Dalam dunia sastra Indonesia, tanggal 28 April dikenang sebagai Hari Chairil Anwar. Chairil Anwar dilahirkan di Medan, 26 Juli 1922 dan meninggal dunia di Jakarta pada 28 April 1949 dalam usia 27 tahun karena sakit. Dia dimakamkan di Taman Pemakaman Umum Karet Bivak, Jakarta. Makamnya diziarahi oleh ribuan pengagumnya dari zaman ke zaman. Chairil adalah penyair terkemuka Indonesia. Bersama Asrul Sani dan Rivai Apin, ia dinobatkan oleh H.B. Jassin sebagai pelopor Angkatan ’45 dan puisi modern Indonesia.
Kumpulan puisinya antara lain: Kerikil Tajam dan yang Terempas dan yang Putus (1949); Deru Campur Debu (1949); Tiga Menguak Takdir (1950 bersama Asrul Sani dan Rivai Apin); Aku Ini Binatang Jalang (1986); Derai-derai Cemara (1998). Karya-karya terjemahannya adalah: Pulanglah Dia Si Anak Hilang (1948, Andre Gide); Kena Gempur (1951, John Steinbeck).
Pada setiap pembicaraan mengenai puisi, jarang sekali orang yang tidak menyebutkan nama Chairil Anwar.

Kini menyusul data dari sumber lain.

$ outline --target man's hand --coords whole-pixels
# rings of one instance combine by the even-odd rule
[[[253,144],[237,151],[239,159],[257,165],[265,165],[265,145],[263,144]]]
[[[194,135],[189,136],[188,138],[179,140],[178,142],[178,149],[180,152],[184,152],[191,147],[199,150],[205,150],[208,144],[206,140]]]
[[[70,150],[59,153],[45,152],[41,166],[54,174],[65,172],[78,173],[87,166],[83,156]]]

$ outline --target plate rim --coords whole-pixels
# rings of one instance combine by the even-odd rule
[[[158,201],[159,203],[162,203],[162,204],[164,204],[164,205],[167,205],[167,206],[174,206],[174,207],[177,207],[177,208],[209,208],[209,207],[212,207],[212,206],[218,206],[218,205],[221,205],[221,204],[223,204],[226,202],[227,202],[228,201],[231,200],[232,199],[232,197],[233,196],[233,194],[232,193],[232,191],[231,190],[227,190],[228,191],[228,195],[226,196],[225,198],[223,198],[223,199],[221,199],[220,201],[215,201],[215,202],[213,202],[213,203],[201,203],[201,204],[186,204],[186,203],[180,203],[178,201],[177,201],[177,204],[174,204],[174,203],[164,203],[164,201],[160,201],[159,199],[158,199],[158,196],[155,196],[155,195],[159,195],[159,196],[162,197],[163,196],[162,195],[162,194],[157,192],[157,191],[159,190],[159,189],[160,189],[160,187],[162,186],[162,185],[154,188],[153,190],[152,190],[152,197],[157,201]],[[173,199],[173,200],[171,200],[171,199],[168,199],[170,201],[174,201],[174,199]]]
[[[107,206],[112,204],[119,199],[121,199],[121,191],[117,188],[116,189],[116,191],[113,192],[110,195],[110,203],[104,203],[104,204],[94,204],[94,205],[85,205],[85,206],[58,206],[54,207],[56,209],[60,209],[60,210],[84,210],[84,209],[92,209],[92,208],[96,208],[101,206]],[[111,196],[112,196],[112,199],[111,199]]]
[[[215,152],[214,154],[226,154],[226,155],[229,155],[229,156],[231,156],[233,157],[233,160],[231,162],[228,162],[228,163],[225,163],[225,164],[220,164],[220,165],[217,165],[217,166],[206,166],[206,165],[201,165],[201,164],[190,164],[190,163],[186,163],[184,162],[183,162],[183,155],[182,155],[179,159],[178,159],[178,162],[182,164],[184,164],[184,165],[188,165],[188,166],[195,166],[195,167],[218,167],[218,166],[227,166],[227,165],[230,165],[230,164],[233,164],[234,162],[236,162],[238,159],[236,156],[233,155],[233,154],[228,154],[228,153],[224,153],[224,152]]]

Chairil Anwar merupakan tokoh besar di dunia sastra Indonesia. Karya-karya Chairil Anwar telah begitu sering menjadi topik pembahasan para ahli sastra. Di samping juga menjadi salah satu menu pengajaran sastra di sekolah-sekolah dan beberapa perguruan tinggi. Hal ini menunjukkan betapa Chairil Anwar memiliki nama besar di blantika kesusastraan, khususnya di bidang puisi. Bahkan diadakannya peringatan Chairil Anwar setiap tahun pada hari kematiannya oleh beberapa lembaga yang berkaitan dengan dunia sastra, semakin memperkokoh posisinya sebagai “Dewa Puisi.”

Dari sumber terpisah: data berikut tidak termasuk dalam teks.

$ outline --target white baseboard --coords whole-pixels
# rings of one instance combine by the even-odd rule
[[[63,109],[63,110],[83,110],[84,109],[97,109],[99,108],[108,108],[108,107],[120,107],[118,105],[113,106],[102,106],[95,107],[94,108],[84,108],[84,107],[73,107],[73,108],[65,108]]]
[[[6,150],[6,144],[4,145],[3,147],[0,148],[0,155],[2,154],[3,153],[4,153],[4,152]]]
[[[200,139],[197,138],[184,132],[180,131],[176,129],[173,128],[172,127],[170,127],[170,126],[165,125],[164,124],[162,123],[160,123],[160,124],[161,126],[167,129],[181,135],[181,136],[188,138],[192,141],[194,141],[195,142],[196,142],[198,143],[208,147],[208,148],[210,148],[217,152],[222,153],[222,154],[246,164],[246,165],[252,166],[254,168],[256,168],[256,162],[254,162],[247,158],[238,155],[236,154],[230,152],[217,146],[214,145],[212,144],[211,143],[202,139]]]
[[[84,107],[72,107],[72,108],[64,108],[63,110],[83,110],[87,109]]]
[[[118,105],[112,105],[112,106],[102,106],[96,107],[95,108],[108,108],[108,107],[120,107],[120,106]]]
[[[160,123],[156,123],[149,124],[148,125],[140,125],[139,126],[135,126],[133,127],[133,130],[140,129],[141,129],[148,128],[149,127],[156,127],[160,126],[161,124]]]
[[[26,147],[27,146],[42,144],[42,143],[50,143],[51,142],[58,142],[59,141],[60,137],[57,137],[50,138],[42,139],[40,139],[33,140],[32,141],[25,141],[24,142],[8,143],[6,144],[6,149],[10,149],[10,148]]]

Apabila kita diajak untuk menggali api semangat yang ada dalam puisi-puisi Chairil Anwar, ingatan kita akan menerawang menuju sejumlah puisinya yang penuh gelora, kental dengan gairah semangat hidup. Lantas kita pun seharusnya bertanya, akankah kegiatan ini hanya terhenti sampai di sini, hanya berkisar pada pembahasan api semangat karya Chairil Anwar? Semoga saja tidak. Namun bila memang demikian adanya, berarti kegiatan pembahasan ini dapatlah dikatakan “sekali berarti, sesudah itu mati.”
***
Puisi sebagaimana jenis karya sastra yang lainnya merupakan cerminan kehidupan manusia beserta keterlibatannya dengan fenomena yang melingkupinya. Dengan demikian, aktivitas dan kreativitas seorang penyair dalam menciptakan karya puisi tentu saja dipengaruhi oleh kondisi batin dan pengalaman hidup yang dirasakan, yang kemudian terpancar pada isi hasil karyanya.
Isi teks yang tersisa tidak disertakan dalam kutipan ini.